The Israel Air Force (IAF) is considering purchasing quantities of Joint Direct Attack Munition-Extended Range (JDAM-ER), which is currently under development by Boeing and the Royal Australian Air Force. Israeli aviation experts have been impressed by the recent testing of this weapon system at the Woomera Test Facility in South Australia with the Royal Australian Air Force.
JDAM is a low-cost guidance kit produced by Boeing that converts existing unguided free-fall bombs into precision guided "smart" weapons. The JDAM kit consists of a tail section that contains a Global Positioning System/Inertial Navigation System and body improvements for additional stability and lift. The latest ER version of the JDAM consists of an additional set of wings that are installed on the bomb and extend its range close to a hundred kilometers, which could enable Israeli fighter jets to hit targets in Lebanon and Syria without actually leaving the country's protected airspace.

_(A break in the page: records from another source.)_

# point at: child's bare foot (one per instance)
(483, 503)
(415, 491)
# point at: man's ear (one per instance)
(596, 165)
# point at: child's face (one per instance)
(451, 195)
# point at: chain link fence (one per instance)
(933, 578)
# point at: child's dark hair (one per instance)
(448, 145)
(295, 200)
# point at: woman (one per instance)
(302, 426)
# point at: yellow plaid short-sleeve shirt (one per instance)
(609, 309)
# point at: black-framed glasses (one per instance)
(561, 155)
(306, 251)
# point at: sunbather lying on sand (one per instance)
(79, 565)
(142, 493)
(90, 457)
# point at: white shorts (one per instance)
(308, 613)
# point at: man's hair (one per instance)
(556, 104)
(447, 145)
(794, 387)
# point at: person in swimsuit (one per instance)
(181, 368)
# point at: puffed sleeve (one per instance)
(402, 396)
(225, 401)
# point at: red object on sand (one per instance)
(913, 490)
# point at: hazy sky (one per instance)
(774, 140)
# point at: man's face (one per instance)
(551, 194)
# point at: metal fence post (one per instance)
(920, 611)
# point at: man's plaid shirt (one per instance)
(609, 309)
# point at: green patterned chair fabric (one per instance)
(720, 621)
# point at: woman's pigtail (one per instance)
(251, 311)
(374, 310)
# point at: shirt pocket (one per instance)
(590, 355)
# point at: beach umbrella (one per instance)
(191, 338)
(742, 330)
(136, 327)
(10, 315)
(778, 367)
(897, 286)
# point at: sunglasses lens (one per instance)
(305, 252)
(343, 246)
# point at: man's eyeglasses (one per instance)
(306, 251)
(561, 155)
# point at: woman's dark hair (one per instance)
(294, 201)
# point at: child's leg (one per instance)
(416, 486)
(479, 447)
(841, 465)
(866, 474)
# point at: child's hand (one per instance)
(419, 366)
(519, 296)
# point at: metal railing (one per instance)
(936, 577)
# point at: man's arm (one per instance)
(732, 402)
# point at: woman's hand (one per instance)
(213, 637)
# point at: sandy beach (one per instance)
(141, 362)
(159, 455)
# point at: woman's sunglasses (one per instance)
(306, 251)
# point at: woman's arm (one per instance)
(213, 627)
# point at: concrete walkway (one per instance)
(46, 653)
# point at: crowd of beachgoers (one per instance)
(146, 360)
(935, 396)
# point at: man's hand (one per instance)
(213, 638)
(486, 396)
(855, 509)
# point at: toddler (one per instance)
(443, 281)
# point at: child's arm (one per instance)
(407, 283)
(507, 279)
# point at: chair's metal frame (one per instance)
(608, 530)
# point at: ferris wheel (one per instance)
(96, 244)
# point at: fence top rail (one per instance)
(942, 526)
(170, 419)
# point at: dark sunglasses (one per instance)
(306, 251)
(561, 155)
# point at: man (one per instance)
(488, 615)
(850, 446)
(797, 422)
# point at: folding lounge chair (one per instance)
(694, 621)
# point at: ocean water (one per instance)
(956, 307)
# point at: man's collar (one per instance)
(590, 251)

Israel became the first foreign customer to purchase the standard JDAM system in 2000. The kits were then added on to Mk-84, 2,000-pound bombs, turning simple iron bombs into precision, satellite guided weapons. The IAF has also recently received new shipments of JDAMs that are capable of using a laser for guidance as well as the standard GPS and protected against electronic jamming. In addition, the IAF recently completed an upgrade of its F-15 fleet to enable all models of the aircraft to carry JDAM bombs. Until now, only the F-15I was capable of carrying the smart-bomb.
JDAM-equipped bombs receive data on the kit's target while still attached to the warplane's computer. After the jet releases it, a satellite takes over and guides it to its target. This relieves the aircraft and crew from the need to remain in enemy territory to "ride the bomb down" to its target. The system's greatest benefit is its accuracy regardless of weather conditions, day or night.
The Jerusalem Post reported the IAF’s interest in JDAM-ERs on Dec. 11.